結果、元のルートをそのまま強行して下山しました。なんとか無事に帰れましたが、今思えば当時のルートにはエスケープできる別の道があったはずで、それを知っていればもっと安全な選択ができていたはずです。
「知らなかったこと」が、自分の選択肢を狭めていた。それに気づいたのは、下山してからずっとあとのことでした。
エスケープルートとは何か

エスケープルートとは、登山中に体調不良・悪天候・怪我などが起きたとき、計画していた正規ルートを外れて安全に下山するための迂回路や緊急ルートのことです。
「逃げ道」と言うとネガティブに聞こえるかもしれませんが、登山においては立派な計画のひとつ。むしろ「逃げ道を知っている人」ほど、山での判断が落ち着いています。
登山の世界では、エスケープルートは計画書に記載しておくべき重要事項のひとつとされています。でも初心者のころはその存在自体を知らないことも多いので、今回はその話を整理しておきたいと思います😌
なぜ「事前に」調べる必要があるのか

「緊急時にYAMAPを開いて確認すればいいじゃないか」と思うかもしれません。
でも、疲弊しているとき・雨でスマホの視認性が落ちているとき・焦っているときに初めて地図を読もうとすると、かなりパニックになります。私がそうでした。
事前に調べておくと、こんなメリットがあります👇
- どこに逃げ道があるか、頭の中に地図が入っている
- ルートの難易度・距離・下山後の交通手段を余裕があるときに確認できる
- いざ使うとなったとき、迷わず動ける
「もしも」の地図を頭に入れておくだけで、山の中での判断スピードが全然違います。そして何より、「いざとなれば逃げ道がある」という安心感が、登山中の余裕に繋がります。
エスケープルートの調べ方:3つのステップ
① YAMAPで計画を立てるとき、地図を少し広げてみる
YAMAPで登山計画を作るとき、正規ルートだけ確認して終わりにしがちですよね。
そのとき、地図を少し広げて隣接するルートも眺めてみるのがおすすめです🗺️「ここから外れたとして、どの方向に道があるか」を視覚的に掴んでおくだけでも、いざというときの頭の動きが全然違います。
② 下山後の交通手段もセットで確認する
エスケープルートを使ったとして、その先どうやって帰れるか? バス停はあるか、タクシーを呼べるエリアか、駅まで歩けるか……これも事前に確認しておきたいポイントです。
「逃げ先にたどり着いたはいいけど、帰れない」では困りますよね。エスケープルートと交通手段はセットで調べておくのが基本です。
③ 「何があったら使うか」の基準を決めておく
エスケープルートはあくまで緊急手段ですが、「どのくらいやばかったら使うべきか」という基準があいまいだと、判断が遅れてしまいます。
出発前に、ざっくりでも「足に違和感が出たら」「雷が近くなったら」「予定より大幅に遅れたら」などの基準を自分なりに決めておくと、山の中で迷わずに済みます。
撤退の判断基準については以前の記事にもまとめているので、よければあわせて読んでみてください👇
「せっかく来たから」を卒業。
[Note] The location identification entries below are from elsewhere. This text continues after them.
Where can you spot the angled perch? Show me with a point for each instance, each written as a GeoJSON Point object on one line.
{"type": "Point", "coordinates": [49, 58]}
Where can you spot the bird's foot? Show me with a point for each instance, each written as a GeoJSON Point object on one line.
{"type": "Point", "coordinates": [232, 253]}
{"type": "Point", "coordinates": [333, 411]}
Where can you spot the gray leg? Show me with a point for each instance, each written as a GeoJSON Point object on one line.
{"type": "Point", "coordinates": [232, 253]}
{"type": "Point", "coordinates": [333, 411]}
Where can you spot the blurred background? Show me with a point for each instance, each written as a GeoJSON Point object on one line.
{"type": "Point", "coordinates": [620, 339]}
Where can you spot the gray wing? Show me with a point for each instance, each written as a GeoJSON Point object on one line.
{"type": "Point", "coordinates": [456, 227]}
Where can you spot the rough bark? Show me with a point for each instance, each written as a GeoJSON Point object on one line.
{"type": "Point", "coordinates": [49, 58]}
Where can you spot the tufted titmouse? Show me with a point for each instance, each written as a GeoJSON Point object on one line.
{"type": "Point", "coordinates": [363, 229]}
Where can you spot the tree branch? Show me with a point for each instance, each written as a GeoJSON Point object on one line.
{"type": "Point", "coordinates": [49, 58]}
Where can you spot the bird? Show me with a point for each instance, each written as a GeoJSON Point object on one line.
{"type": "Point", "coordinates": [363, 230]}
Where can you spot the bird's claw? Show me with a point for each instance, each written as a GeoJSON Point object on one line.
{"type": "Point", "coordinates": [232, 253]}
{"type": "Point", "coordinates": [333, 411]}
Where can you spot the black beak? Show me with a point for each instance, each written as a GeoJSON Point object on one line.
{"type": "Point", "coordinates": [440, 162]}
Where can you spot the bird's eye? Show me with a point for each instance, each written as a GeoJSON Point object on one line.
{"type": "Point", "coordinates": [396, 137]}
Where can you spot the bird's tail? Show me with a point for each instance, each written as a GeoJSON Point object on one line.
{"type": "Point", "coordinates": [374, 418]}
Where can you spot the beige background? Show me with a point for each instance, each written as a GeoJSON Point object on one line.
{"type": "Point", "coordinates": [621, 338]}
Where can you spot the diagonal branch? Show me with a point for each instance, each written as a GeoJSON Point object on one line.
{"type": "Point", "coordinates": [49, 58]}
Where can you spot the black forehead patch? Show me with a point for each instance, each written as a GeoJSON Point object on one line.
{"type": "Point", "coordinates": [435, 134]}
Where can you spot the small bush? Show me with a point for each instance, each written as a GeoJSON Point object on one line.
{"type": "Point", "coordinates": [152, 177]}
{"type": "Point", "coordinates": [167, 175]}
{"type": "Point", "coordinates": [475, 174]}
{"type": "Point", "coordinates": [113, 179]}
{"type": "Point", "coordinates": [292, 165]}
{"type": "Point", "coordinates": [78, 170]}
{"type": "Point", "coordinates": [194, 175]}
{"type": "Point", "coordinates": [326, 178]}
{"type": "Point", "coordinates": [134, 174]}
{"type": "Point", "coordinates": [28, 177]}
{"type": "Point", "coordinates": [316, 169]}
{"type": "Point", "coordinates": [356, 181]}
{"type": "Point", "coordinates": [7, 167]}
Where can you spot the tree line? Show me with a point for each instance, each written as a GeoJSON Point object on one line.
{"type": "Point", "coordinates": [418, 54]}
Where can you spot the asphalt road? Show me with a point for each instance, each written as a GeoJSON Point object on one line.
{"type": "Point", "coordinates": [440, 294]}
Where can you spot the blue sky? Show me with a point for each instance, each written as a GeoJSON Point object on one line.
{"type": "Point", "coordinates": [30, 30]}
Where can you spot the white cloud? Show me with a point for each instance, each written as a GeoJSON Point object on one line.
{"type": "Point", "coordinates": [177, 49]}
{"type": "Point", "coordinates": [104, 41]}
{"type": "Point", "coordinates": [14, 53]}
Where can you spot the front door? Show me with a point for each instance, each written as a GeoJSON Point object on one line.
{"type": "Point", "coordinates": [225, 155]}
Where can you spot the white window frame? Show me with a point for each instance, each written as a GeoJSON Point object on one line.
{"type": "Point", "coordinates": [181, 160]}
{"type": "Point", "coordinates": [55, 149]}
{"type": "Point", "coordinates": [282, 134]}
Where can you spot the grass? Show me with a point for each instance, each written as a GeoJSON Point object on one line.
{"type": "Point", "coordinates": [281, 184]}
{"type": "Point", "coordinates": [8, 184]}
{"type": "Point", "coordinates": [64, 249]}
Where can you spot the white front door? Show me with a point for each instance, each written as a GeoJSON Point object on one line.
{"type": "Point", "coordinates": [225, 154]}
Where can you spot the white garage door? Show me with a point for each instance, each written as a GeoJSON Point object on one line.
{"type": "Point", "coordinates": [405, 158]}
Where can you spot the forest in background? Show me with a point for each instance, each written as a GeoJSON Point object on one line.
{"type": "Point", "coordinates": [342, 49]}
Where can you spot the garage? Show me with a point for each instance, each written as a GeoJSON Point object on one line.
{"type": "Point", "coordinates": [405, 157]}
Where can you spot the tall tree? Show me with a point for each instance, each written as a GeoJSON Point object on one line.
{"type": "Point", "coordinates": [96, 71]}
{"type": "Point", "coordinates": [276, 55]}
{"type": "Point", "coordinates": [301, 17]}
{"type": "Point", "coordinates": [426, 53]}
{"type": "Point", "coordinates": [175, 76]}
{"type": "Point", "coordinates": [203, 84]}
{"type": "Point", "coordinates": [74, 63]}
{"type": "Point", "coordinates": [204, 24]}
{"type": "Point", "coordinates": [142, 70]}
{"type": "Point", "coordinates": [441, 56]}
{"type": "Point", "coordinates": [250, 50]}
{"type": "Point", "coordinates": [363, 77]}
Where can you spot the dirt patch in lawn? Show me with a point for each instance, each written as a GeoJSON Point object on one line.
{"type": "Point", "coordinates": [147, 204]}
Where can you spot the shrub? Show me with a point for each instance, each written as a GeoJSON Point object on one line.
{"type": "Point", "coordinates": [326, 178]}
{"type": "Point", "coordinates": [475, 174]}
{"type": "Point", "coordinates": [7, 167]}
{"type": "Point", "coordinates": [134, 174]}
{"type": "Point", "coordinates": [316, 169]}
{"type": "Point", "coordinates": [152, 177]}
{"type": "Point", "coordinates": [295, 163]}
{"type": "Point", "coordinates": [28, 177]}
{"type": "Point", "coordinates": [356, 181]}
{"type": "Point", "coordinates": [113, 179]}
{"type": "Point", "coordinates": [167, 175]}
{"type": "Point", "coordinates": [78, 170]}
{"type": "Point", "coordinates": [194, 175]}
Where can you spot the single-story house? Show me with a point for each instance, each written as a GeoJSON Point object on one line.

登山3年目の私がたどり着いた、後悔しない「勇気ある撤退」
計画書に組み込む習慣にする

「毎回そこまで調べるのって大変じゃない?」と感じるかもしれませんが、慣れると計画書を書くついでに5分もあれば確認できます。
私は今、こんな順番で登山計画を立てています👇
- メインルートとコースタイムを確認
- 地図を広げてエスケープルートの位置を確認
- 下山後の交通手段を確認
- YAMAPに計画を登録して提出
4番まで含めても30分かからない作業です。
最初は少し手間に感じるかもしれませんが、これが習慣になると「逃げ道を知らないまま山に入る」ことの怖さのほうが気になるようになります😄
まとめ:「逃げ道」は行く前に決めておく
山でヤバくなったときの具体的な行動については、別の記事でまとめています。よければこちらもどうぞ👇
エスケープルートの確認は、地味で目立たない準備かもしれません。でも「知らなかった過去の自分」を振り返ると、これを知っているかどうかで、山の中での選択肢の数が全然違うと実感します。
雨が降り始めたとき、体力が予想以上に削られてきたとき。そういう場面で「逃げ道、知ってるよ」と思えるかどうかが、冷静な判断につながります。
今度の登山から、計画書を書くときにちょっとだけ地図を広げてみてください。「逃げ道、どこかな」と1分考えるだけでいい。その1分が、山での安心感に変わります🗺️⛰️
最後まで読んでいただきありがとうございました!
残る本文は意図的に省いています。